Hertha BSC Berlin – 1. FC Köln 3:0

Hertha BSC Berlin konnte das Topspiel am Samstagabend gegen den 1. FC Köln überzeugend mit 3:0 gewinnen. Dabei nutzten die Berliner eine Kölner Schwachstelle auf der rechten Abwehrseite zur frühen 2:0-Führung.

Babbel liegt mit seinen  personellen Wechseln goldrichtig

Grundaufstellungen

Hertha-Coach Babbel änderte seine Startelf (notgedrungen) auf drei Positionen: Für den gesperrten Lell startete Janker als Rechtsverteidiger, Lasogga ersetzte den ebenfalls gesperrten Ramos im Sturmzentrum, dazu entschied sich der Trainer mit Änis Ben-Hatira anstelle von Tunay Torun anzufangen, der zwei Tage mit dem Training aussetzen musste und anscheinend nicht komplett fit war.

Bei den Gästen änderte Trainer Solbakken erstmals in der Saison seine Startformation im Vergleich zur Vorwoche nicht, dazu gab es nach dem souveränen 2:0-Sieg gegen Hoffenheim auch keinen Grund.

Hertha-Trainer Babbel lag mit seinen Personalentscheidungen durchweg richtig, vor allem Lasogga und der dribbelstarke Ben-Hatira sorgten für die offensiven Akzente bei den Gastgebern. Die beiden ersten Tore wurden jeweils durch starke Aktionen Ben-Hatiras vorbereitet und von Lasogga verwandelt.

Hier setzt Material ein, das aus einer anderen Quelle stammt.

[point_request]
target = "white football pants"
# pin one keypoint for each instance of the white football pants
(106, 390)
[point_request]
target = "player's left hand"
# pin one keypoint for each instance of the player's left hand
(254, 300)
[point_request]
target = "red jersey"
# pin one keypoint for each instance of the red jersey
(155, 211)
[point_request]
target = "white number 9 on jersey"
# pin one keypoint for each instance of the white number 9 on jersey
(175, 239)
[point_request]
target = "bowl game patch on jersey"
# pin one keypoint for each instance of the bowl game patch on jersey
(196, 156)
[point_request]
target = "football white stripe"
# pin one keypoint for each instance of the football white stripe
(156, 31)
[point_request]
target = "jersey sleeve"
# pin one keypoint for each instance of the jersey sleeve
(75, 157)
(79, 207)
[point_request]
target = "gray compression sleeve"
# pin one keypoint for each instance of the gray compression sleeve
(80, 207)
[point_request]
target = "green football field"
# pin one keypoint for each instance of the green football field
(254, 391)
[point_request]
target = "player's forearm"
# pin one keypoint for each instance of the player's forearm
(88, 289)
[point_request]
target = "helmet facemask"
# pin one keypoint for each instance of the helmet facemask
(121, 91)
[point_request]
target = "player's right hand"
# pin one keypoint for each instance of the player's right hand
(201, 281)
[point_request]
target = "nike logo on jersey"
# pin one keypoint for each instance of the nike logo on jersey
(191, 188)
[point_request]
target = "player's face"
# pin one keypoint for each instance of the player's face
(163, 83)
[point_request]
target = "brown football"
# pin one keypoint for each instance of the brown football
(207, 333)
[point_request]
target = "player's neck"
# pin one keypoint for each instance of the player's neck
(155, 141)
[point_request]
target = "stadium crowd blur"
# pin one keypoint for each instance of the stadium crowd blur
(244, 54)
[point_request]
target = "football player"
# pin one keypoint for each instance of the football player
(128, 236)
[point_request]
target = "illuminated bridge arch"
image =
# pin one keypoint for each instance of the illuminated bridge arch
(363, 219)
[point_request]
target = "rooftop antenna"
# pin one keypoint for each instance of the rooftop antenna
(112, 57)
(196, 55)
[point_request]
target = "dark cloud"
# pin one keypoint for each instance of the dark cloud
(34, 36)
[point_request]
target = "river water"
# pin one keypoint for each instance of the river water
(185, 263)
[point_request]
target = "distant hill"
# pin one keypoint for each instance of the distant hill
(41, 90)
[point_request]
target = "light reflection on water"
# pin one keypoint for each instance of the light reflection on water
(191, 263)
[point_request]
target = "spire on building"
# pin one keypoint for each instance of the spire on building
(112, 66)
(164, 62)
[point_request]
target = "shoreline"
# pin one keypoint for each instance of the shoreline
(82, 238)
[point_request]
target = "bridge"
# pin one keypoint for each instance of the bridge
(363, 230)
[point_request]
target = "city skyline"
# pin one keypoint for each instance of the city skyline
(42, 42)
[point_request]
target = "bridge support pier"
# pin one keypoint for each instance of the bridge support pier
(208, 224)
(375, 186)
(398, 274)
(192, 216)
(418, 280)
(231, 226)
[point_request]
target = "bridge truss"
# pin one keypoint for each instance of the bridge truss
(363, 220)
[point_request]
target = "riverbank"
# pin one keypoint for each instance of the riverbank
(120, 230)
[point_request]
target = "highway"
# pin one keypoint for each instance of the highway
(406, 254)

Hertha findet die Schwachstellen bei Köln

Beide Teams spielten in den erwarteten Formationen. Im Vorfeld der Partie hatte der Berliner Trainerstab offenbar gute Arbeit geleistet und die Schwächen der Kölner treffend analysiert. Als Schwachstelle waren dabei wohl die beiden Außenverteidiger ausgemacht worden. Eichner wurde im Spielaufbau von Ebert bewusst offen gelassen, nachdem der linke Verteidiger angespielt wurde dann aber aggressiv angelaufen und so häufig zu einem unkontrollierten Abspiel gezwungen.

Die andere Schwachstelle des FC befand auf der Position des Rechtsverteidigers. Der beim Heimsieg gegen Hoffenheim noch ordentliche Andrezinho war gegen Ben-Hatira hoffnungslos überfordert und bekam den dribbelstarken Außenspieler in der ersten Hälfte zu keinem Zeitpunkt in den Griff. Die Hertha nutzte Solbakkens Konzept gegen ihn, indem sie es am wundesten Punkt angriff: Auf den Außen wird nicht gedoppelt, da die Innenverteidiger das Zentrum kompakt halten sollen und die defensiven Mittelfeldspieler nicht jeden Angriff herausrücken können – auch wenn das die Optimalsituation wäre.

Solbakken vertraut den Fähigkeiten seiner Außenverteidiger und schickt diese in 1-gegen-1-Situationen, womit man gegen dribbelstarke Außen naturgemäß ein hohes Risiko eingeht. Ben-Hatira verstand es dabei außerordentlich gut, den Ball direkt nach vorne mitzunehmen und extrem schnell ins direkte Duell zu kommen, bevor ein defensiver Mittelfeldspieler Andrezinho helfen konnte.

So konnten über die linke Angriffsseite die ersten beiden Tore mustergültig vorbereitet werden. In einer weiteren Situation noch vor dem Führungstreffer wurde ein von Kobiashvili vorbereitetes Tor wegen eines sich um Zentimeter im Toraus befindenden Balles zurecht nicht gegeben. Bis zum nächsten Spieltag sollte der Kölner Trainerstab eine Lösung für die Schwachstelle rechts hinten finden, ansonsten drohen an den nächsten Spieltagen ähnliche Probleme.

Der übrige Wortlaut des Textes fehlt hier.